Note: The following essay is adapted from remarks made to the Thomas Aquinas College Board of Governors at its fall 2018 retreat.

 

By Isaac Cross (’19)

From as early as I can remember, my mother and father were adamant about the importance of family dinnertime. Every night, with all my siblings gathered around the table, my parents would foster philosophical and theological discussions, with a healthy dose of football and politics as well. From an early age I found joy in struggling with philosophical questions, and this disposition attracted me to Thomas Aquinas College.

Looking back, I was perhaps too confident when I started as a freshman. My father was a member of the College’s first graduating class, and I had attended a classical high school, so I thought I knew what was coming. But as I dove further into the curriculum, I realized how my initial expectations were grossly inaccurate.

Over the past four years, my fellow classmates and I have studied the essential ideas and traditions of Western civilization, spanning more than 2,000 years. The scope is astonishing. Whether we are studying Euclid’s propositions early in the morning or fighting to complete long seminar readings before class, amidst all the toils of our academics, we have been bound to recognize with reverence the treasure of knowledge that God has allowed mankind to attain.

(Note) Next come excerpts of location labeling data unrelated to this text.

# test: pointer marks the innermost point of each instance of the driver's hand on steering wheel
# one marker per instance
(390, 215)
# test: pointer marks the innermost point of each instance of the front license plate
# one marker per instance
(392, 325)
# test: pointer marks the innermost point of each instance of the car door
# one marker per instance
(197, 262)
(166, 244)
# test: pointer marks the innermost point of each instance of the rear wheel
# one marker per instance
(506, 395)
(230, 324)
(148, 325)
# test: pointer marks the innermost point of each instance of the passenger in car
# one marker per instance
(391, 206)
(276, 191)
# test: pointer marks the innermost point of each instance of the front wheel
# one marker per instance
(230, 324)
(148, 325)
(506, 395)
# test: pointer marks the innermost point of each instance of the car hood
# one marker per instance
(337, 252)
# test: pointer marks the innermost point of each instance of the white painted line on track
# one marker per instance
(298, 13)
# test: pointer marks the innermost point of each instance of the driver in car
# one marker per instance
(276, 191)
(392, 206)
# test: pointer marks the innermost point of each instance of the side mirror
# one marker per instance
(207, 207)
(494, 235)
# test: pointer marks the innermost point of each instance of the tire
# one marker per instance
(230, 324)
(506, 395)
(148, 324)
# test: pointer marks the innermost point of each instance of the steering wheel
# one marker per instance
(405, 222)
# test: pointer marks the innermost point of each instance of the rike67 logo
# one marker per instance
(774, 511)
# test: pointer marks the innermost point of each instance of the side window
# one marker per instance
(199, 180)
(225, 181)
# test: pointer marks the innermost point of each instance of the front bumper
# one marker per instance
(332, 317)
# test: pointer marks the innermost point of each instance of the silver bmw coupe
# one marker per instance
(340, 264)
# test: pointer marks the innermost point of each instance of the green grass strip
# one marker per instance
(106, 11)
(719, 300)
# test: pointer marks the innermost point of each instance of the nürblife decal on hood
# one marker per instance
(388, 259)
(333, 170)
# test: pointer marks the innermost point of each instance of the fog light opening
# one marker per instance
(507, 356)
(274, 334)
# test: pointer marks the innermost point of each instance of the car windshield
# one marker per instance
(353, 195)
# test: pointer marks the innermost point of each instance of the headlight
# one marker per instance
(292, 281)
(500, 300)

This reverence is one of the greatest gifts that Thomas Aquinas College has given to us, not just in itself, but because among its fruits is intellectual humility. A virtue required outside as well as inside class, intellectual humility stems from the reverence we have acquired for Western tradition. For by understanding our insignificance in the face of Western thought, we have come to realize that when we rely on our own ideas, we are often wrong. Moreover, in the classroom we have learned to submit our ideas to the censure of others, which has taught us that we can only make progress with the help of others.

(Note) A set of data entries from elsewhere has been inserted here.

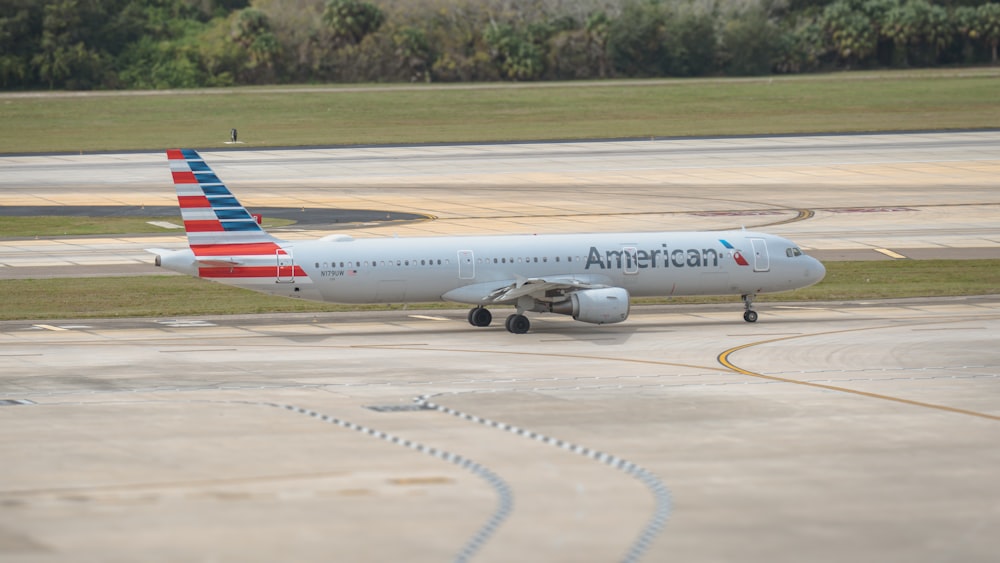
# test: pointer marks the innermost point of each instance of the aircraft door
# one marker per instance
(286, 266)
(630, 260)
(761, 261)
(466, 265)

Something in particular that has struck me is that this help can come from anybody. Often it is the case that the person whom you helped through math is the person who helps you get through philosophy class. And sometimes the smartest person in the class can be corrected by the most timid student with a simple objection.

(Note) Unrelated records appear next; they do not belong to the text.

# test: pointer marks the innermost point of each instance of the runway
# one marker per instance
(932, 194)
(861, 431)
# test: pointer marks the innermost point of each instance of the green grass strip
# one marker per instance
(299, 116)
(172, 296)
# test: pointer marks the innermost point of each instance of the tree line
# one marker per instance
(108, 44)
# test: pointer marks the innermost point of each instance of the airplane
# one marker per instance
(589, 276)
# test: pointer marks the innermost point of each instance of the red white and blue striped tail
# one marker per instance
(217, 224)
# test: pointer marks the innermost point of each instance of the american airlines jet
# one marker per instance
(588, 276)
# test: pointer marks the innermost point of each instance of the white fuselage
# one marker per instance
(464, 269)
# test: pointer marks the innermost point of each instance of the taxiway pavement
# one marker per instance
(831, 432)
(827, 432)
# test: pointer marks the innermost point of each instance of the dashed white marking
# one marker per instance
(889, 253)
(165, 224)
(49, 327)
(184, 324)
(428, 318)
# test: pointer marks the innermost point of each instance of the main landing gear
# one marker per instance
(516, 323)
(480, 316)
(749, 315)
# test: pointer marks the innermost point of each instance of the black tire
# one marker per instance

Sharing our academic struggles with humility has helped each of us progress further in our intellectual formation, but it has also taught us something important about the contemplation of the truth: that it is a common good, meant for every man, and that the joy of understanding is all the more great when it is shared with others and not just kept to oneself.

Our reverence for Western tradition has also helped us to realize that so great a good should not be kept in the shadows. It is with this in mind that my fellow classmates and I prepare to move beyond college and lead independent lives. Our vocations and professions will be diverse, but in all cases it will be our desire and our duty, blessed by God with this education, to share its fruits with whomever He puts in our lives.

I have always been rather patriotic, and this has given me the desire to spread the goods of my education to the American public at large. I will be pursuing this goal as a journalist and hope eventually to become a political or social commentator.

During high school, my father strongly encouraged me to consider Thomas Aquinas College, and since then, when I have asked him why, he has told me that, in the face of a declining culture, there is no better place to receive the principles of Western tradition than at this school. Having experienced the education here, I now see what he meant and recognize all the more the importance of spreading the truth to a society that desperately needs it.

Though my particular career choice may change, I have this greater purpose of spreading the truth that will inform my life. I am thankful to you all here because it has been through your guidance and support that my education has helped me to this realization. And it is not just I, but also all of my classmates — we are indebted to you for your generosity. You have graciously given of yourselves for the purpose of our intellectual formation, and in honor of the faith that you have placed in us, we will endeavor, inspired by reverence and grounded in intellectual humility, to support the growth of the truth in others, just as you have done for us. Thank you, and God bless.

Mr. Cross is from Leominster, Massachusetts.